Para tanto, alegou, em síntese, que por documento particular de 14/08/2013, o Autor declarou ter emprestado aos Réus, que aceitaram ter recebido daquele, a quantia de €290.532,50, acrescida de juros à taxa contratual de 6% ao ano, não tendo sido acordado qualquer prazo para que os Réus restituíssem a mencionada quantia; Mais alega que o Autor já instou os Réus para que lhe fizessem essa restituição, mas sem sucesso e que o empréstimo de dinheiro que fez aos Réus não foi celebrado através de escritura pública, sendo, por isso, nulo.

Tendo vindo ao processo o conhecimento sobre o falecimento do Réu A. M., foram habilitados, como seus sucessores, F. M.

, residente na rua …, Guimarães, e C. A.

, residente na rua …, Guimarães.

Os Habilitados e a Ré mulher contestaram, defendendo-se por exceção e impugnação e deduzindo reconvenção.

Em síntese, impugnaram a generalidade dos factos alegados pelo Autor, embora tenham admitido a existência de um empréstimo e a celebração de duas escrituras públicas de compra e venda, mediante o qual os Réus transmitiram para aquele as frações designadas pela letra B, correspondente a um ginásio, I, J, O, P, Q e R, estas correspondentes a dois apartamentos e duas garagens, de prédios constituídos em regime de propriedade horizontal, que identificaram, para garantia da obrigação de restituição.

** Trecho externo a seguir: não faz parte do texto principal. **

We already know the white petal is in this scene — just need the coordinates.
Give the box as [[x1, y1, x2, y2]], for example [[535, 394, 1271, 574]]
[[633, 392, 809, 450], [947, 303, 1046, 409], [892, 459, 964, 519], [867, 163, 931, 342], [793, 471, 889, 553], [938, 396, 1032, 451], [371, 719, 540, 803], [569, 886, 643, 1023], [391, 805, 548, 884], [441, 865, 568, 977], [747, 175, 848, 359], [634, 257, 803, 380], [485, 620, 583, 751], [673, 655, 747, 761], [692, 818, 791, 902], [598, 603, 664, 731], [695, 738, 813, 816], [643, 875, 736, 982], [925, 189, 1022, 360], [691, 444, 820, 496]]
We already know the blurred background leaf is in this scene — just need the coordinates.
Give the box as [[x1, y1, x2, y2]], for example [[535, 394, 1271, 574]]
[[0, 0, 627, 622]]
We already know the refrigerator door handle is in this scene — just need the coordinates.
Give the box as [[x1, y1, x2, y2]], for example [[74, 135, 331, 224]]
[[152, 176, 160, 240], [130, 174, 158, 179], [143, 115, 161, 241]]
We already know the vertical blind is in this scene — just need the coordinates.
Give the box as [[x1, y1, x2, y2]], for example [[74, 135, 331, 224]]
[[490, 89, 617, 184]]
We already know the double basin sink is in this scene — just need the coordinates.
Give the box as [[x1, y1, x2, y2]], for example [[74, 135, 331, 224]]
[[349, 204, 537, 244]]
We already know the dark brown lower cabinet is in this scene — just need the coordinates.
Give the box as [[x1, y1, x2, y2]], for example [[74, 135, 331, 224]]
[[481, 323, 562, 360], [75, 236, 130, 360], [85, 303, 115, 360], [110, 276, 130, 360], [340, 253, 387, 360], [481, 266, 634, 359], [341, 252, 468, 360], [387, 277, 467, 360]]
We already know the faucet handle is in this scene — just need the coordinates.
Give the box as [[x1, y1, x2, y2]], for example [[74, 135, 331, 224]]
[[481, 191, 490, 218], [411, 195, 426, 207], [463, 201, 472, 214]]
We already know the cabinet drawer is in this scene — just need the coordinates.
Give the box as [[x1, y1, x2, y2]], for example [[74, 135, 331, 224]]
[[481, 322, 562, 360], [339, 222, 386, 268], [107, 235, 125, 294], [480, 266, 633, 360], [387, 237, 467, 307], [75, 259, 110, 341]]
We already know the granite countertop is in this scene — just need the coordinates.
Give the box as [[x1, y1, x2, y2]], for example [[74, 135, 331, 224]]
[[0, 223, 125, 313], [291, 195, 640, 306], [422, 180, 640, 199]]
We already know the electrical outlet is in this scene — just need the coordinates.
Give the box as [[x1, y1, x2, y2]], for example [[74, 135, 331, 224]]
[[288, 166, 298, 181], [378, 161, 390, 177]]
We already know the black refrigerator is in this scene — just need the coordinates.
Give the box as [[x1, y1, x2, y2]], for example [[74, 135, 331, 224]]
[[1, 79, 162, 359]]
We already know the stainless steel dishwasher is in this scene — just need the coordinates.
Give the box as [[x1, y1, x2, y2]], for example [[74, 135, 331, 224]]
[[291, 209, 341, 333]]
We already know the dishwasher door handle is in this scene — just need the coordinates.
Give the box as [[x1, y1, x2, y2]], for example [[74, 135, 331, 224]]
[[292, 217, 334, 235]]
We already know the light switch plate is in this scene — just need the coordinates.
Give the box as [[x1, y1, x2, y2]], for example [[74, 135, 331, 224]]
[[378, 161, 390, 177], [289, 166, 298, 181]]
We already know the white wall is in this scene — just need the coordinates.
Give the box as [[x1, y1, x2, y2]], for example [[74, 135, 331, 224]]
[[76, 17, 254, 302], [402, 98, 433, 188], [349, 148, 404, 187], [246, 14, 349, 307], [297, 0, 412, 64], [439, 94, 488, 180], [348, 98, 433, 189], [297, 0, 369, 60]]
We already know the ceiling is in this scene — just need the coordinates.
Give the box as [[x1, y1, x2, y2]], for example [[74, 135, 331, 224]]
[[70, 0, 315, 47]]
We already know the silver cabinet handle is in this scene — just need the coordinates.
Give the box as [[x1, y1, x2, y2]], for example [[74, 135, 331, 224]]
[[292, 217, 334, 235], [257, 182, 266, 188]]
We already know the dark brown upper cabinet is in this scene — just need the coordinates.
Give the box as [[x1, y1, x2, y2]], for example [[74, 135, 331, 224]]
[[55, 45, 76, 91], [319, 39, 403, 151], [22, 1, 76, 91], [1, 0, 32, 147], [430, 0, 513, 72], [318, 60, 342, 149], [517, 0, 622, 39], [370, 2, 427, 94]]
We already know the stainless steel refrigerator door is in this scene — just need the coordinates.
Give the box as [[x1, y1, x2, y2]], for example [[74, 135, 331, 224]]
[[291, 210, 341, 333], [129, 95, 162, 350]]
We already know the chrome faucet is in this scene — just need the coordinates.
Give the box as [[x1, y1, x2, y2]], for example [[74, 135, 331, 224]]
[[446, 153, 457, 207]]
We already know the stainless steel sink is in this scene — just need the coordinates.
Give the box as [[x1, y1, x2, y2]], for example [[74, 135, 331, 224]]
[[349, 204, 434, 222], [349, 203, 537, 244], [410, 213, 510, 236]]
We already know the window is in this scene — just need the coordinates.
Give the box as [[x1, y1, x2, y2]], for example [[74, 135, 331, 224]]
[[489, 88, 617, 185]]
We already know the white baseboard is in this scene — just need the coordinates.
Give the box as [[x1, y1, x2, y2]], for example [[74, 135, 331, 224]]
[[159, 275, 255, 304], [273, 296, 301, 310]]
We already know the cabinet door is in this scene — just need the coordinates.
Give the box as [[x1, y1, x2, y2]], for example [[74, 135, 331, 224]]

Mais alegaram o pagamento parcial da dívida, de modo que ela se cifra, hoje, no montante de €83.961,00, que reconheceram.

Mais referiram que, não obstante as entregas parcelares efetuadas, o Autor emitiu sucessivas declarações de dívida, em que esta foi aumentando, explorando a necessidade da Ré e do seu falecido marido e aproveitando-se da inexperiência dos mesmos, excecionando, assim, a sua anulabilidade por dolo e usura.

Invocaram também a nulidade das convenções celebradas quanto a juros, por dolo, usura e anatocismo, sustentando que o valor constante da declaração de dívida junta aos autos pelo Autor contém juros capitalizados, à taxa de 7% ao ano e, por isso, usurários, e que os Réus nunca convencionaram com o Autor que os juros vencidos venciam, por sua vez, juros, não tendo sido notificados pelo último para que lhes pagasse os juros alegadamente vencidos, sob pena da respetiva capitalização.

Bem assim, arguiram a nulidade das declarações de dívida, incluindo da junta aos autos, por vício de forma, por terem subjacente um contrato de mútuo em relação ao qual não foi observada a forma legal e prevaleceram-se da exceção da falta de prazo para a restituição da quantia emprestada ao Autor, sustentando que, não tendo sido convencionado prazo entre o último e os Réus para a restituição, impõe-se que esse prazo seja fixado judicialmente.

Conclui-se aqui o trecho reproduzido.